One in six UK employers offer no formal support to stressed workers

New research has found that only 17 per cent of UK employers have any form of stress management advice and support in place.

The Department of Work and Pensions survey, entitled Health and Well-Being at Work, polled 2,250 small, medium and large-sized employers working in a wide variety of industries in both the private and public sector. The findings allow insight into employers’ attitudes to their workers’ stress levels.

No win no fee solicitors can help people make a personal injury claim if they have suffered unnecessary stress at work because of an employer’s negligence. Claims Direct can also put individuals in touch with the relevant support groups but it is alarming to think that 17 per cent of employers offer little formal support. 

Employees’ job satisfaction

Perhaps the reason for the lack of a stress safety net can be found in the fact that 89 per cent of employers polled agreed to some extent with the statement “this organisation takes steps to increase employees’ job satisfaction”. 

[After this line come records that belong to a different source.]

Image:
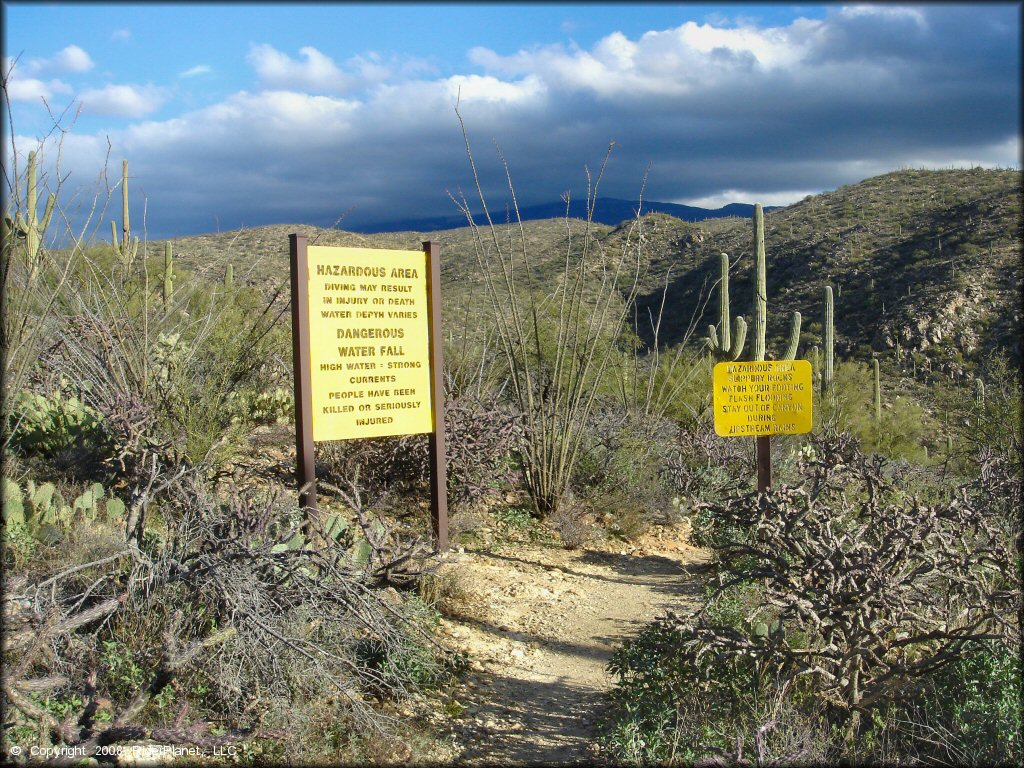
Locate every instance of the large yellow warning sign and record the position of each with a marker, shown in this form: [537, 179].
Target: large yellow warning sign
[762, 398]
[369, 343]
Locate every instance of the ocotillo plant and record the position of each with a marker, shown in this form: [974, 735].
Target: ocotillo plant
[826, 379]
[761, 296]
[878, 390]
[30, 226]
[726, 344]
[168, 274]
[126, 248]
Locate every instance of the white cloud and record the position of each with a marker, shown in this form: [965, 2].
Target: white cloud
[122, 100]
[72, 59]
[196, 71]
[722, 113]
[315, 72]
[31, 89]
[886, 12]
[726, 197]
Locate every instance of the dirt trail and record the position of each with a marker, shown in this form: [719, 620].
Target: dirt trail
[540, 627]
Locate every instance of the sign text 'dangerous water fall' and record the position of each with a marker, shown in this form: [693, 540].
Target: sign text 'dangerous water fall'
[369, 343]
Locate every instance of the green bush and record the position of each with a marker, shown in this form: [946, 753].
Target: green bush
[969, 712]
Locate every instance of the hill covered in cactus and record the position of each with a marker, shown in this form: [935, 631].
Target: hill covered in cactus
[925, 265]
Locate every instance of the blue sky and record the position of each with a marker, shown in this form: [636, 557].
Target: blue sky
[241, 115]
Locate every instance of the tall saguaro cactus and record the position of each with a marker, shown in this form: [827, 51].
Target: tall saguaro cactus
[878, 389]
[726, 343]
[168, 274]
[829, 331]
[126, 247]
[30, 226]
[761, 296]
[760, 285]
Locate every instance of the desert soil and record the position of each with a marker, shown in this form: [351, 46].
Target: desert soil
[539, 625]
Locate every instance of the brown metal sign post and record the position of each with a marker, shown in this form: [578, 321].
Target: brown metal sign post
[762, 398]
[764, 463]
[438, 455]
[347, 386]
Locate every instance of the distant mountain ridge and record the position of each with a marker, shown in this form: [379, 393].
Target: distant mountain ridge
[606, 211]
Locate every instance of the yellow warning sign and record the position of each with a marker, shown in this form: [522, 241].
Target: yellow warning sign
[762, 398]
[369, 343]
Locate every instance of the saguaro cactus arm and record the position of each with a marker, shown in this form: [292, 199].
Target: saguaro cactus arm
[168, 274]
[127, 247]
[878, 389]
[30, 226]
[760, 284]
[829, 350]
[726, 343]
[794, 342]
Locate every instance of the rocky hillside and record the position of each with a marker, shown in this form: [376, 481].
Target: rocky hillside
[926, 265]
[923, 263]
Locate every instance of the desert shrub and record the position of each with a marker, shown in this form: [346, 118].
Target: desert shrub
[967, 713]
[481, 437]
[620, 474]
[987, 421]
[287, 631]
[704, 466]
[573, 521]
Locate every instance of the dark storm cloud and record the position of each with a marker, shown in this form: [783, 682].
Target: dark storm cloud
[769, 114]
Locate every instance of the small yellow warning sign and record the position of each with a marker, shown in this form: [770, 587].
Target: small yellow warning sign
[762, 398]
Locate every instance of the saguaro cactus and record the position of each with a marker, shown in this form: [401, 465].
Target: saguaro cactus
[126, 248]
[761, 296]
[168, 274]
[878, 389]
[829, 352]
[726, 344]
[29, 225]
[760, 285]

Over half (52 per cent) agreed strongly with the statement and just two per cent disagreed with the statement.

Employers in the public administration sector (98 per cent) seemed to be among the most confident about their efforts to increase workers job satisfaction.

Deeply ironic’

Commenting on this finding, a spokesman for the PCS Public and Commercial Services Union, which represents many workers in the public administration sector, strongly suggested that employers’ perception of measures to improve job satisfaction do not reflect the reality faced by many stressed workers. 

The spokesman told me: “It is deeply ironic that the Department of Work and Pensions is surveying employers about stress when in the DWP and across the wider civil service, workers are facing the prospect of everything they’ve worked for – their job, pay and pensions - being taken away.”

He added: “Far from increasing job satisfaction this is increasing stress as can be seen in the results of DWP staff surveys.”

Measures to combat stress

When employers were asked what measures they had taken over the last year to help keep employees with health problems in work or help them resume their duties, 67 per cent said they provided no measures.

The measures which were provided could act as inspiration for employers looking to help employees who are off work with stress return to employment. 

These include: 

  • Allowing reduced or different hours (29 per cent)
  • Reducing employee workload
  • Allowing extra breaks (18 per cent)
  • Appointing a job coach or personal assistant (3 per cent)

Stress-reduction measures 

Employers who provided stress management measures were asked which stress management measures they had implemented over the past year.

Informal discussions were the most popular measure to be implemented: (86 per cent of employers implemented these).

The rather vague ‘appraisals where the subject of stress may be mentioned’ was ‘runner-up’ with 74 per cent. The statement ‘it comes up at induction’ was mentioned by two per cent of employers.

On a more pro-active note, ‘group discussion about work-stress’ was tried by 51 per cent.

Other measures included introducing:

  • A stress counselling or mentoring programme (33 per cent) 
  • A staff welfare programme (21 per cent)
  • A stress awareness day at work (17 per cent)
  • Social events and outings (4 per cent)
  • Team building exercises (2 per cent)

The poll also found that surveys were used fairly widely (11 per cent) to evaluate stress levels. 

Workers will be keen that employers act to address stress before a survey highlights its existence.